Tag 2: Rundgang ab Collioure – 14 km
Hier jeweils die ‘offizielle’ Beschreibung des Touren-Anbieters abenteuerwege.de … mit ein paar zusätzlichen eigenen Anmerkungen:
Ihre Tour beginnt mit einer Wanderung zum Turm von Madeloc aus dem 13. Jahrhundert, der hoch auf den Hügeln über Collioure liegt. Der Weg geht durch schöne Weinberge, die beim steileren Aufstieg von duftender Maccia und Buschlandschaft abgelöst werden. Ein grandioser Panoramablick über die Roussillon-Ebenen bis hinunter zum glitzernden Meer belohnt Sie, bevor es wieder hinunter nach Collioure geht. Genießen Sie einen gemütlichen Bummel durch die engen Gassen und Kunstläden dieses bunten und lebhaften Ortes.
Die Etappen bei dieser Tour waren so aufgeteilt, dass beim ersten und letzten Ort, also in Colliure und dann in Cadaqués noch zusätzliche Rundtouren eingeplant waren und wir dort jeweils zwei Nächte verbrachten. Bei der ersten Etappe ging es also ausnahmsweise nicht der Küste entlang Richtung Spanien, sondern hoch zu dem auf rund 650 M.ü.m. gelegenen ‘Tour de Madeloc’. Eine sehr schöne und aussichtsreiche Wanderung aber auch sehr steil und nicht ganz ohne. Wir waren jedenfalls ganz froh nach rund 6 Stunden Wandern im tatsächlich sehr hübschen aber auch ziemlich touristischen Örtchen ein wohlverdienten Apéro zu geniessen …
Tag 3: Wanderung nach Banyuls-Sur-Mer – 17 km
Entlang der Küste geht es zum geschäftigen Port Vendres. Der Weg führt an Fels – und Badebuchten vorbei bis zum Cap Bear und seinem bekannten Leuchtturm. Der Strand von Paulilles lädt zu einem erfrischenden Bad ein, bevor Sie schließlich Banyuls-Sur-Mer erreichen. Diese charmante Küstenstadt ist bekannt für ihre Dessertweine aus den Grenache Noir-Trauben, die in den umliegenden Terrassenweinbergen wachsen. Entspannen Sie Ihre Beine und probieren Sie beim Abendessen ein Glas Banyulswein.

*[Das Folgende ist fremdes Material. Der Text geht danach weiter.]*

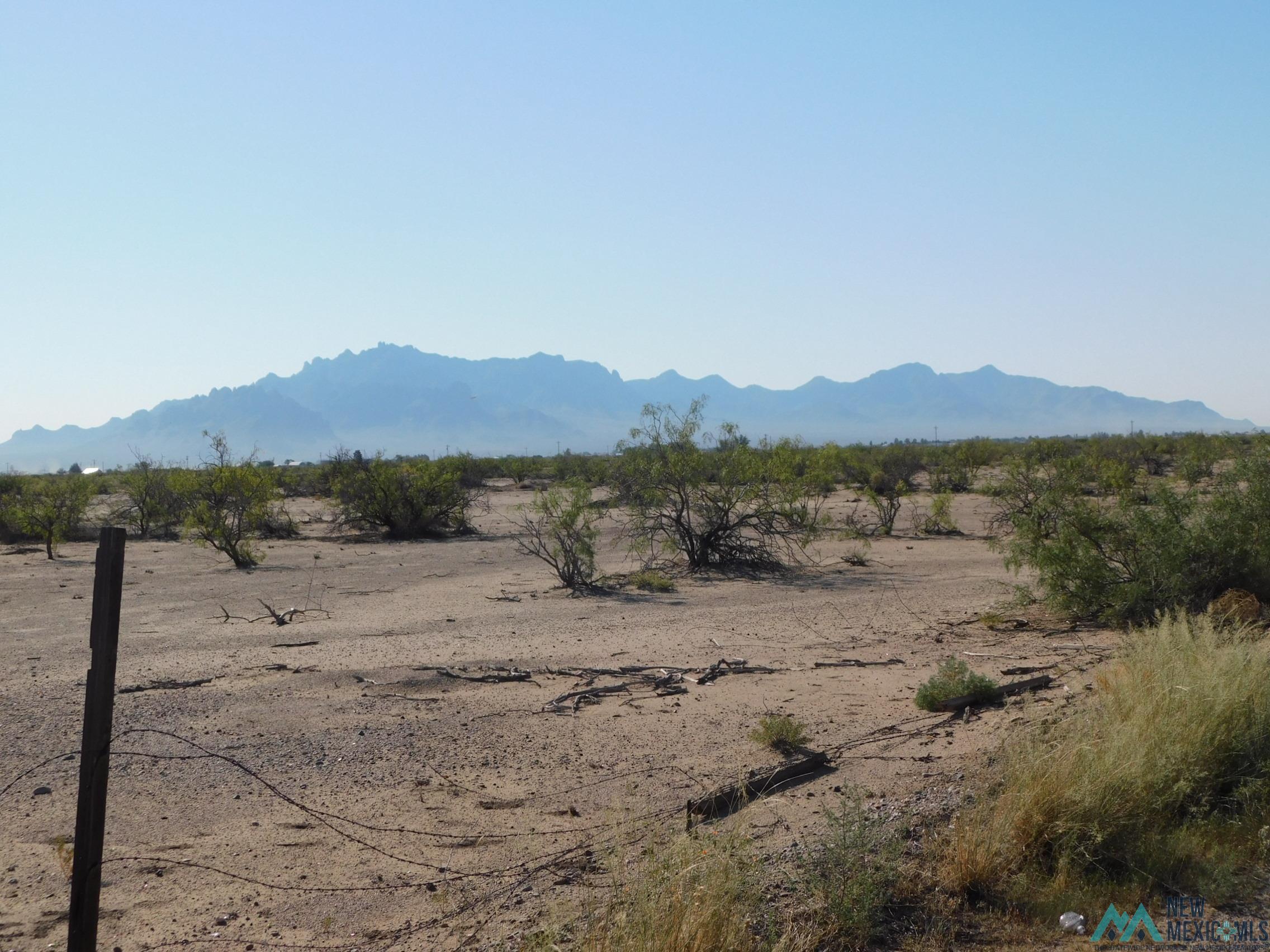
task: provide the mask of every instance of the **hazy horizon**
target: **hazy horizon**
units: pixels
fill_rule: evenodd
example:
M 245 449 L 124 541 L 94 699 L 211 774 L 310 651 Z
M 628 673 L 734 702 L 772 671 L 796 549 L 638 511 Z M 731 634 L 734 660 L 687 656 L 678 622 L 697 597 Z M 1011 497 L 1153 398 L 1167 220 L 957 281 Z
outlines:
M 1270 8 L 9 4 L 17 429 L 380 340 L 1270 423 Z
M 424 350 L 424 348 L 418 348 L 418 347 L 415 347 L 413 344 L 405 344 L 405 343 L 400 343 L 400 341 L 376 341 L 376 344 L 372 345 L 372 347 L 370 347 L 370 348 L 363 348 L 361 350 L 352 350 L 352 348 L 345 348 L 345 350 L 351 352 L 351 353 L 363 353 L 363 350 L 370 350 L 370 349 L 373 349 L 375 347 L 381 347 L 384 344 L 387 344 L 390 347 L 414 347 L 417 350 L 420 350 L 423 353 L 434 353 L 434 352 L 427 352 L 427 350 Z M 334 358 L 339 357 L 340 354 L 345 353 L 345 350 L 342 350 L 338 354 L 314 354 L 312 357 L 309 357 L 305 360 L 302 360 L 300 363 L 300 366 L 296 367 L 296 369 L 292 373 L 298 373 L 300 369 L 302 369 L 306 364 L 309 364 L 310 362 L 312 362 L 315 359 L 334 359 Z M 1038 374 L 1016 373 L 1015 371 L 1012 371 L 1010 368 L 999 367 L 997 364 L 991 364 L 991 363 L 978 364 L 975 367 L 964 367 L 964 368 L 958 368 L 958 369 L 941 369 L 939 367 L 931 367 L 930 364 L 926 364 L 922 360 L 902 360 L 899 363 L 889 364 L 886 367 L 876 367 L 872 371 L 869 371 L 869 372 L 861 374 L 860 377 L 852 377 L 850 380 L 837 378 L 837 377 L 828 377 L 828 374 L 815 374 L 813 377 L 808 377 L 806 380 L 799 381 L 798 383 L 794 383 L 794 385 L 787 386 L 787 387 L 773 387 L 773 386 L 762 383 L 759 381 L 752 381 L 752 382 L 735 381 L 735 380 L 732 380 L 730 377 L 728 377 L 728 374 L 725 374 L 725 373 L 706 372 L 706 373 L 700 373 L 700 374 L 688 374 L 688 373 L 683 373 L 682 371 L 679 371 L 676 367 L 665 367 L 662 371 L 657 371 L 654 373 L 644 373 L 644 374 L 639 374 L 639 376 L 629 376 L 626 373 L 622 373 L 621 369 L 618 369 L 616 367 L 611 367 L 610 364 L 605 363 L 603 360 L 591 360 L 591 359 L 588 359 L 585 357 L 569 357 L 566 354 L 551 354 L 551 353 L 547 353 L 545 350 L 533 352 L 533 354 L 536 354 L 536 353 L 542 353 L 542 354 L 546 354 L 547 357 L 561 357 L 565 360 L 579 360 L 579 362 L 584 362 L 584 363 L 597 363 L 597 364 L 605 367 L 605 369 L 617 371 L 617 374 L 624 381 L 654 380 L 654 378 L 662 376 L 663 373 L 668 373 L 669 372 L 669 373 L 678 373 L 679 376 L 687 377 L 690 380 L 701 380 L 701 378 L 705 378 L 705 377 L 723 377 L 725 381 L 728 381 L 729 383 L 732 383 L 734 386 L 738 386 L 738 387 L 745 387 L 745 386 L 756 385 L 756 386 L 761 386 L 761 387 L 765 387 L 767 390 L 773 390 L 773 391 L 784 391 L 784 390 L 798 388 L 798 387 L 803 386 L 804 383 L 808 383 L 809 381 L 814 380 L 817 376 L 818 377 L 827 377 L 828 380 L 832 380 L 834 382 L 851 383 L 851 382 L 856 382 L 859 380 L 864 380 L 866 377 L 870 377 L 870 376 L 872 376 L 875 373 L 879 373 L 879 372 L 883 372 L 883 371 L 894 369 L 897 367 L 902 367 L 904 364 L 912 364 L 912 363 L 921 363 L 921 364 L 923 364 L 926 367 L 930 367 L 935 373 L 940 373 L 940 374 L 942 374 L 942 373 L 973 373 L 975 371 L 979 371 L 979 369 L 982 369 L 984 367 L 989 367 L 991 366 L 991 367 L 996 367 L 996 369 L 1001 371 L 1002 373 L 1007 373 L 1007 374 L 1012 374 L 1012 376 L 1038 377 Z M 458 354 L 439 354 L 439 355 L 441 357 L 455 357 L 455 358 L 458 358 L 458 359 L 481 360 L 481 359 L 523 359 L 523 358 L 527 358 L 527 357 L 532 357 L 533 354 L 494 354 L 490 358 L 464 358 L 464 357 L 460 357 Z M 277 373 L 277 376 L 279 376 L 279 377 L 292 376 L 291 373 L 278 373 L 278 372 L 274 372 L 274 373 Z M 260 376 L 264 377 L 267 374 L 260 374 Z M 235 387 L 239 387 L 239 386 L 249 386 L 249 385 L 254 383 L 258 380 L 260 380 L 260 377 L 257 377 L 257 378 L 250 380 L 250 381 L 241 381 L 239 383 L 226 383 L 226 385 L 220 385 L 220 386 L 225 386 L 225 387 L 229 387 L 229 388 L 235 388 Z M 1048 380 L 1048 378 L 1041 378 L 1041 380 Z M 1104 386 L 1104 385 L 1097 385 L 1097 383 L 1093 383 L 1093 385 L 1073 385 L 1073 383 L 1068 383 L 1067 381 L 1062 381 L 1062 380 L 1049 381 L 1049 382 L 1057 383 L 1059 386 Z M 212 388 L 215 390 L 215 388 L 220 388 L 220 387 L 212 387 Z M 1144 395 L 1144 393 L 1132 393 L 1132 392 L 1128 392 L 1128 391 L 1121 391 L 1121 390 L 1119 390 L 1116 387 L 1106 387 L 1106 390 L 1111 390 L 1111 391 L 1115 391 L 1115 392 L 1121 392 L 1125 396 L 1130 396 L 1130 397 L 1148 396 L 1148 395 Z M 150 409 L 154 409 L 154 406 L 157 405 L 159 402 L 164 402 L 164 401 L 168 401 L 168 400 L 185 400 L 185 399 L 189 399 L 189 397 L 193 397 L 193 396 L 202 396 L 202 395 L 204 395 L 208 391 L 199 391 L 197 393 L 173 393 L 171 396 L 168 396 L 168 397 L 164 397 L 163 400 L 156 401 L 156 404 L 151 404 L 151 405 L 147 405 L 147 406 L 137 406 L 137 407 L 133 407 L 133 410 L 130 410 L 130 411 L 123 413 L 123 414 L 112 414 L 112 416 L 126 418 L 126 416 L 128 416 L 130 414 L 132 414 L 132 413 L 135 413 L 137 410 L 150 410 Z M 1149 397 L 1149 399 L 1154 399 L 1154 397 Z M 1193 399 L 1193 397 L 1179 397 L 1179 399 L 1180 400 L 1189 400 L 1189 399 Z M 1200 401 L 1200 402 L 1203 402 L 1203 401 Z M 1209 406 L 1209 409 L 1217 410 L 1218 413 L 1222 413 L 1219 407 Z M 1231 416 L 1231 418 L 1234 418 L 1234 419 L 1251 419 L 1252 423 L 1255 425 L 1257 425 L 1257 426 L 1265 425 L 1264 421 L 1259 420 L 1257 418 L 1255 418 L 1255 416 L 1247 416 L 1245 414 L 1223 414 L 1223 415 Z M 67 425 L 67 424 L 80 425 L 80 426 L 95 426 L 95 425 L 100 425 L 100 424 L 105 423 L 109 419 L 112 419 L 112 418 L 107 416 L 107 418 L 103 418 L 102 420 L 98 420 L 97 423 L 91 423 L 91 424 L 77 424 L 77 423 L 74 423 L 74 421 L 66 421 L 65 424 L 64 423 L 58 423 L 58 424 L 50 425 L 50 424 L 46 424 L 46 423 L 37 423 L 37 424 L 33 424 L 33 426 L 42 426 L 44 429 L 58 429 L 58 428 L 61 428 L 64 425 Z M 794 421 L 791 421 L 791 424 Z M 30 426 L 27 426 L 27 428 L 23 428 L 23 429 L 30 429 Z M 1024 434 L 1020 434 L 1020 437 L 1021 435 L 1024 435 Z M 9 438 L 9 434 L 0 434 L 0 442 L 4 442 L 8 438 Z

Bei dieser ersten Küstenetappe merkten wir schnell, das Küstenwandern sich etwas unterscheidet vom Bergwandern, wie wir uns das eigentlich mehr gewöhnt sind. Anstatt einem Gipfelziel entgegenzusteigen geht es ständig rauf und runter – und von einer Bucht wieder raus zur nächsten Landzunge. Das zehrt doch ziemlich an den Kräften und ist ein wenig frustierend, weil man für eher kürzere Distanzen sehr viel Zeit benötigt. Leider waren auch die Zeitangaben auf den Wegweisern dabei nicht sehr hilfreich, da die angegebenen Marschzeiten nicht wirklich realistisch waren – ausser man ist als Trailrunner unterwegs. Wir benötigten jedenfalls meistens ca. eine Stunde mehr als dort angegeben. Die Beschilderung und Kennzeichnung der Wege an sich war jedoch tiptop und mit der von Abenteuer Wege zur angebotenen App, auf der die Karten aller Etappen auch auf dem Smartphone verfügbar waren, fanden wir (fast) immer problemlos den richtigen Weg.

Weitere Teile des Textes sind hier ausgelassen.